Se você quiser saber mais sobre – e claro, provar – essa bebida tão importante para o mundo do whisky, esta é a sua chance. Para ficar por dentro dos eventos que já foram registrados na página internacional do festival, clique aqui. E fique ligado, em breve divulgaremos a receita do coquetel preferido deste Cão, o Frontera.

 

15 thoughts on “Semana Internacional do Jerez (ou O Que é Jerez?)

  1. Texto interessantíssimo e muito explicativo!
    Como vc sabe, adoro finalizados em ex-jerez. Um próximo degrau poderia ser experimentar maturados em diferentes tipos de ex-jerez, talves?

    Grande abraço!

    1. Acho que, em nome do conhecimento completamente desinteressado, é uma experiência que vale a pena ser feita!

    2. Caro Felipe,

      No conjunto dos maturados em jerez, mas que apresente certa particularidade, tenho duas sugestões:

      Oban – Double Matured
      Auchentoshan – Three Wood

      O primeiro passa por uma finalização num vinho da região de Montilla (próxima a Córdoba) e que poderia ser considerado um Jerez Fino se não houvesse uma legislação disciplinando as Denominações de Origem.

      O segundo, após ser maturado num Jerez Oloroso, sofre uma finalização em Pedro Ximénez.

      Considero dois singles de elevado padrão, mas vamos aguardar a posição de Maurício para evitarmos que seu investimento não seja lá grande coisa.

      Abraços,

      Sócrates

      1. Cara, o legal sobre ter um blog de whisky é que você acaba aprendendo umas coisas malucas com os visitantes. Acho que eles que são os verdadeiros especialistas. Não sabia sobre essa história do Oban Double Matured, muito legal.

        Sobre os dois: não me lembro de ter provado o Oban. Aliás, afirmo que não provei, senão lembraria. Mas deve ser fantástico. Caráter salino com uma lembrança de sherry.

        O Auchentoshan é bem interessante, mas minha impressão é que a leveza do destilado acabou sendo eclipsada pela maturação. Mas veja bem, talvez esse desequilíbrio seja bom. Porque mostra a real influencia do jerez sobre a bebida, sem muita interferência de outros fatores. É uma excelente “escolha acadêmica”.

        recomendaria também o sempre clássico Aberlour A’Bunadh.

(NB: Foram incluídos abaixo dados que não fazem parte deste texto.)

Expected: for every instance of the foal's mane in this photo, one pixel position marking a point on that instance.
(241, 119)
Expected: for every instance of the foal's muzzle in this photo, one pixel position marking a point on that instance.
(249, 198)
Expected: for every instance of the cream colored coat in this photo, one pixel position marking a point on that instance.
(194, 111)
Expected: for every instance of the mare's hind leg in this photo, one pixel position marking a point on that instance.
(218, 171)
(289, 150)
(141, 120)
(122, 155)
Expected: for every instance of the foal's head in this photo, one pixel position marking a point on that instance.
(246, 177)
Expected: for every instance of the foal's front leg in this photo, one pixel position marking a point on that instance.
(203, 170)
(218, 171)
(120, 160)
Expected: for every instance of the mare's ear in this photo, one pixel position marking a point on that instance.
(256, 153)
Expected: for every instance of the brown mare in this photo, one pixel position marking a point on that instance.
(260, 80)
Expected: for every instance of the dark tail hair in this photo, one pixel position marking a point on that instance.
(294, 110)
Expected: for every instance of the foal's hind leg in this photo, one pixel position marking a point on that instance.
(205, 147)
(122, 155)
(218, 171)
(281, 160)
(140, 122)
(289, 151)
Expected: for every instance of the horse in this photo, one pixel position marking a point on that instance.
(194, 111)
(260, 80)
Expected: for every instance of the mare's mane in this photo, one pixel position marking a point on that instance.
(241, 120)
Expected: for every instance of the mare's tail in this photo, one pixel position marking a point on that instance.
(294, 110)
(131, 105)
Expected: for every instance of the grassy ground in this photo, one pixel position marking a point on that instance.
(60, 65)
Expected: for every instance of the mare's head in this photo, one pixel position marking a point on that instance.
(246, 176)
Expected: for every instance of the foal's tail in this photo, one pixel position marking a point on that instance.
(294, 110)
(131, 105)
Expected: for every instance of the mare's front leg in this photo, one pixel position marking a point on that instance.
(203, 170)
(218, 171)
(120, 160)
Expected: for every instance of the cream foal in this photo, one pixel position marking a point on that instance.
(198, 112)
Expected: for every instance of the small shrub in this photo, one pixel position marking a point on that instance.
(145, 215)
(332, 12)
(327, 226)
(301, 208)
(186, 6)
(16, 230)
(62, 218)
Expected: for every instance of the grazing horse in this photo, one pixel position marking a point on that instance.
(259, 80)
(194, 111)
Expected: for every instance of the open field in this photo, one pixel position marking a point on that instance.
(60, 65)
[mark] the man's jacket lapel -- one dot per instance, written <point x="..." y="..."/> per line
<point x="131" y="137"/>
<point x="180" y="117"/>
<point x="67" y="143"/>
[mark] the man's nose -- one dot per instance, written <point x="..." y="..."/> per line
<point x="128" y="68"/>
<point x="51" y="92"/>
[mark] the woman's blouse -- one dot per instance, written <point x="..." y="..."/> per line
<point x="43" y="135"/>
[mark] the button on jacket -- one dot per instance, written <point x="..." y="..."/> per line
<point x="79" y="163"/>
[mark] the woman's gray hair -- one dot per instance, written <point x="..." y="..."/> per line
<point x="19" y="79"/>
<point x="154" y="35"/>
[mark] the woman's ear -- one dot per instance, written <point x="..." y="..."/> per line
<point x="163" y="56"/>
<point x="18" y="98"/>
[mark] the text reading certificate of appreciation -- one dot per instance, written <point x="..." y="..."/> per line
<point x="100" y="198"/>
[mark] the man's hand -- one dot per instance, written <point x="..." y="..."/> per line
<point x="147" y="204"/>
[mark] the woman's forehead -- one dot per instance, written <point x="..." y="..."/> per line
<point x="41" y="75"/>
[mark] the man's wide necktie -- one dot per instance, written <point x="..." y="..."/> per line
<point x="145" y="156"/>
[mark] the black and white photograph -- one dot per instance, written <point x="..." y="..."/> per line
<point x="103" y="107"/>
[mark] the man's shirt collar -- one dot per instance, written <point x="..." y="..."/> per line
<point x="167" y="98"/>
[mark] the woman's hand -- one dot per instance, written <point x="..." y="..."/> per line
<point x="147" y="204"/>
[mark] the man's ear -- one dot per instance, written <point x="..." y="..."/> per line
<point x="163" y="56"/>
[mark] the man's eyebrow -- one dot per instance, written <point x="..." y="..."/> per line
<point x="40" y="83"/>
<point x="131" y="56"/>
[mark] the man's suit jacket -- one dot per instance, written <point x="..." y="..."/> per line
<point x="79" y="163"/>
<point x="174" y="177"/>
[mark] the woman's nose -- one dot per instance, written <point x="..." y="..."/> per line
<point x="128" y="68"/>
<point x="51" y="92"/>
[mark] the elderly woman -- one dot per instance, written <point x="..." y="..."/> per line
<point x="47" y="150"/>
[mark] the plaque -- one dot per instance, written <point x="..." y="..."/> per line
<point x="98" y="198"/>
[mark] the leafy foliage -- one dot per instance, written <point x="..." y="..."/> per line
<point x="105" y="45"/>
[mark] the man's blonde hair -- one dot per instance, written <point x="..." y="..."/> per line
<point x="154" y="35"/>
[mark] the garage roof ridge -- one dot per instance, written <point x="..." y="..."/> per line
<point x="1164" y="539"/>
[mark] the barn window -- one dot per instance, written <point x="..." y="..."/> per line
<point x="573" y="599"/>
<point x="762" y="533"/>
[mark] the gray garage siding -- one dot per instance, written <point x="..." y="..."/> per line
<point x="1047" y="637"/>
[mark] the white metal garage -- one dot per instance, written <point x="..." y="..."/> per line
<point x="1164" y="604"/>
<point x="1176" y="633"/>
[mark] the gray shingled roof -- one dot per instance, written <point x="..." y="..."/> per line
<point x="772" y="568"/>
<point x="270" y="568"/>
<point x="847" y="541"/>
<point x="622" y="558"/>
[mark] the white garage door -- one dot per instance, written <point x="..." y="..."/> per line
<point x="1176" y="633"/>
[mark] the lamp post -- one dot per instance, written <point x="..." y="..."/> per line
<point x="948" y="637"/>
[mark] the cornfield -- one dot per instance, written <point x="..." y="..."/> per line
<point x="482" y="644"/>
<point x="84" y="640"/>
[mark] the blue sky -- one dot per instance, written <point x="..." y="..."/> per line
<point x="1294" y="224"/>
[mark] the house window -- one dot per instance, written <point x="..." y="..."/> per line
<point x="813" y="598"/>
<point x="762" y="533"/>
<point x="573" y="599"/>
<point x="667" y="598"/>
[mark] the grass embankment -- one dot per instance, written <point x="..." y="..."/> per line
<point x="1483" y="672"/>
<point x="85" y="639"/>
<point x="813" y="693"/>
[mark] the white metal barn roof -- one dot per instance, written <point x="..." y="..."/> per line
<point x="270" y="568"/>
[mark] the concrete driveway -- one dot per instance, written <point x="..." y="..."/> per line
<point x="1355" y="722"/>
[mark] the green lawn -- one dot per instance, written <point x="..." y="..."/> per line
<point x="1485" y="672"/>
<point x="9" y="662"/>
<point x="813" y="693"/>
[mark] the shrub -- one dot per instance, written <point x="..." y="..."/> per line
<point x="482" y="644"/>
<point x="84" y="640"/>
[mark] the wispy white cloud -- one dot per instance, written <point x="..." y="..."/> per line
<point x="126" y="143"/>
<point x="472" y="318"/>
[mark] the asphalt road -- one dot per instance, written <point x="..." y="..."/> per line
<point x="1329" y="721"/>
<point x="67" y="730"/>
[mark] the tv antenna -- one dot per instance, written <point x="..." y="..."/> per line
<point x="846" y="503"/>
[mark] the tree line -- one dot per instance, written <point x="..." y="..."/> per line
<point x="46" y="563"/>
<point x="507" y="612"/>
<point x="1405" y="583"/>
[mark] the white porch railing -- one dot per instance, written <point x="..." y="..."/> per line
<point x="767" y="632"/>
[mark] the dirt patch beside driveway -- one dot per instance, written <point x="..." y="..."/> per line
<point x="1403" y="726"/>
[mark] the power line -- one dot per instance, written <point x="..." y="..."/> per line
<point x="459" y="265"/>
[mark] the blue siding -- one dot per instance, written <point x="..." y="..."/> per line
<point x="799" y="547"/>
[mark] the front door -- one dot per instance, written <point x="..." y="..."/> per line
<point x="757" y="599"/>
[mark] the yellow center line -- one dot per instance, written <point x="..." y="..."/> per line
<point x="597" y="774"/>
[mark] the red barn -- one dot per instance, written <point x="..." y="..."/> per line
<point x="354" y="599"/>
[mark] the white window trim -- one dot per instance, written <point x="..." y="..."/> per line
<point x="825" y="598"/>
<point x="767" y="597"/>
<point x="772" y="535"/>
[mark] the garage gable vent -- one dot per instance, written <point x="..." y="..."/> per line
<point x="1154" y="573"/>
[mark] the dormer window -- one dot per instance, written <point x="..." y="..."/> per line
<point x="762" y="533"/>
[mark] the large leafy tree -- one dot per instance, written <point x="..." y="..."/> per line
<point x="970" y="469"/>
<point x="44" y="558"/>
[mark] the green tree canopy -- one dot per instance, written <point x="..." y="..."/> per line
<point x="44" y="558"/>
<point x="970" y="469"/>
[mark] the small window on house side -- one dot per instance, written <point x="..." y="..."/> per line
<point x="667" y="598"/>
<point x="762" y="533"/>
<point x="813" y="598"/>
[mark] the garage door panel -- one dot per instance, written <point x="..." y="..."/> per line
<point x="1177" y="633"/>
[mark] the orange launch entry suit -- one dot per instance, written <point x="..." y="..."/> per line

Jerez de ponta a ponta e alta octanagem.

  2. Ah, dear Dog in a Bottle, eu já comprei vinhos Jerez, especialmente para conhecer o efeito que eles podem causar nos whiskys que nós tanto gostamos e um deles foi o Tio Pepe. É bom, gostei! Abraço, Cesar.

  3. Caro Maurício,

    Sou fã incondicional do Jerez e só eu sei o quanto lamento não participar do evento, mas não ficará em branco, acabei de receber numa compra on-line o Viña AB Gonzalez Byass Amontillado.

    Abraços,

    Sócrates

  4. Caro Maurício,

    Quando estiver sem assunto, que tal nos enviar proporções e preparo dos coquetéis Frontera e God Save the Sherry ?

    Será que já publicou e passei batido?

    Abraços,

    Sócrates

    1. Mestre Socrates, não passou batido. O Frontera sairá em breve. Já o God Save The Sherry… “you’ve got mail”.

  5. Estou muito interessado em me aventurar num sherry whisky, vi recomendação para o Naked Grouse (custo x benefício), alguma sugestão meu caro?
    Gostei muito do seu texto, meu avô é descendente de espanhóis desta região, Andaluzia.

    1. Opa, fala Fabio, tudo bem? Que demais!

      O Naked é bem bom. Eu recomendaria ir no Tamnavulin, que tem ótimo custo-benefício. E se estiver se sentindo um pouquinho mais inspirado, The Macallan (Double Cask) e Dalmore 15.